Fox sticks her tongue out at Tanya in return. "All growed up," she answers, her golden eyes sparkling, and then reaches out to take the hoodie from Vasha. "I don't get cold if I don't want to," she offers up to him, but the protestation exists merely as a means of thanking him, accompanied as it is by a wry little smile and a glance up at him from under her lashes. It's gotta be like watching your parents flirt.

Once Vasha is settled, she scoot scoots over to him and settles down with her head on his lap, draping the hoodie over herself like a blankie. D'aww. "That's basically it, yeah. It's scary, life is scary, we're all just making it up as we go." And then she looks up at Vasha again. "I should at least get the basics down. We can practice together."

It might have felt like parents flirting before, but Tanya feels more than included now. She is all growed up, and her chin lifts proudly. Sitting on the sand with the two of them, she beams proudly at Vasha. "Oh, and now I'm the teacher! You have it figured out already, though. That's what I started with, at the very same place. The hardest part was actually not violating everyone's privacy on accident." Her gaze turns to Fox, not actually saying 'for those who have privacy', but likely thinking it.

Vasily just chuckles a little at that. "You have mind and it was space that you found tempting? That's interesting." It's as though that never really occurred to him. He learned Mind first, of course. So that stems to reason. With Fox settling down, Vasily takes another nip from his flask and hands it over to her, though he keeps his cigarillo to himself. Nobody seems to fancy them but him, anyway.

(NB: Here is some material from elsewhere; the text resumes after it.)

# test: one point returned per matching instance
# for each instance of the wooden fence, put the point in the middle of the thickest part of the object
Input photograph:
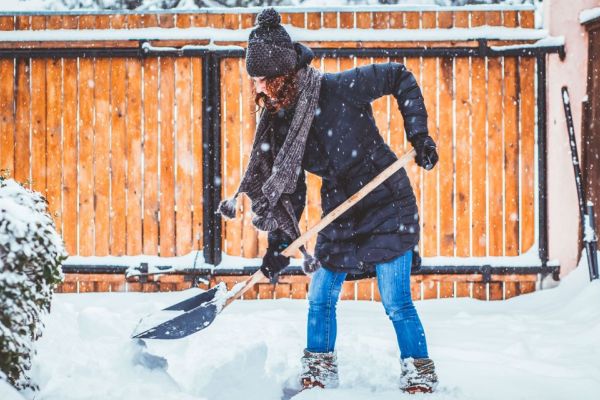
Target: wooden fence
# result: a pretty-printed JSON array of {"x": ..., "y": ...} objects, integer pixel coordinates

"For what it's worth, though? Your instrincts are good, here, too. When things get overwhelming, and the urge to crush the world under your overwhelming force of personality gets too tempting? A vacation to the middle of nowhere is a pretty good response."

Mmmm, alcohol. Fox takes a swig from the bottle handed to her, and then she holds it out to the newest grown-up in the room. The look that Tanya gives her makes Fox cross her eyes. "I have privacy! I'm actually an extremely private person about certain things."

"Ask Vasha how long he knew me before he knew anything about my pre-Awakening life." She sniffs, but nods her head once against Vasha's knee. Tanya does have good instincts. "Better instincts include bringing someone with you, so you don't drown in your own thoughts. So, doubly good."

Tanya grins wickedly, proudly taking a swig, and even managing to not betray her novice's tongue for alcohol. A minimum of shivering. "That might be why I've used mind far less. It's as personal as it gets. I didn't want to have to ask everyone for help all the time, I wanted to be able to practice on my own, but until leaving the house became trivial I'd run into certain issues. Like whether or not a spell that lets me see around and inside of everything around me means I'll be seeing under the clothes of everyone nearby. That wasn't a temptation, it was a moral dilemma," she retorts with another little laugh.

Passing the flask back, she leans against Fox with a contented smile, feeling good to be part of the family.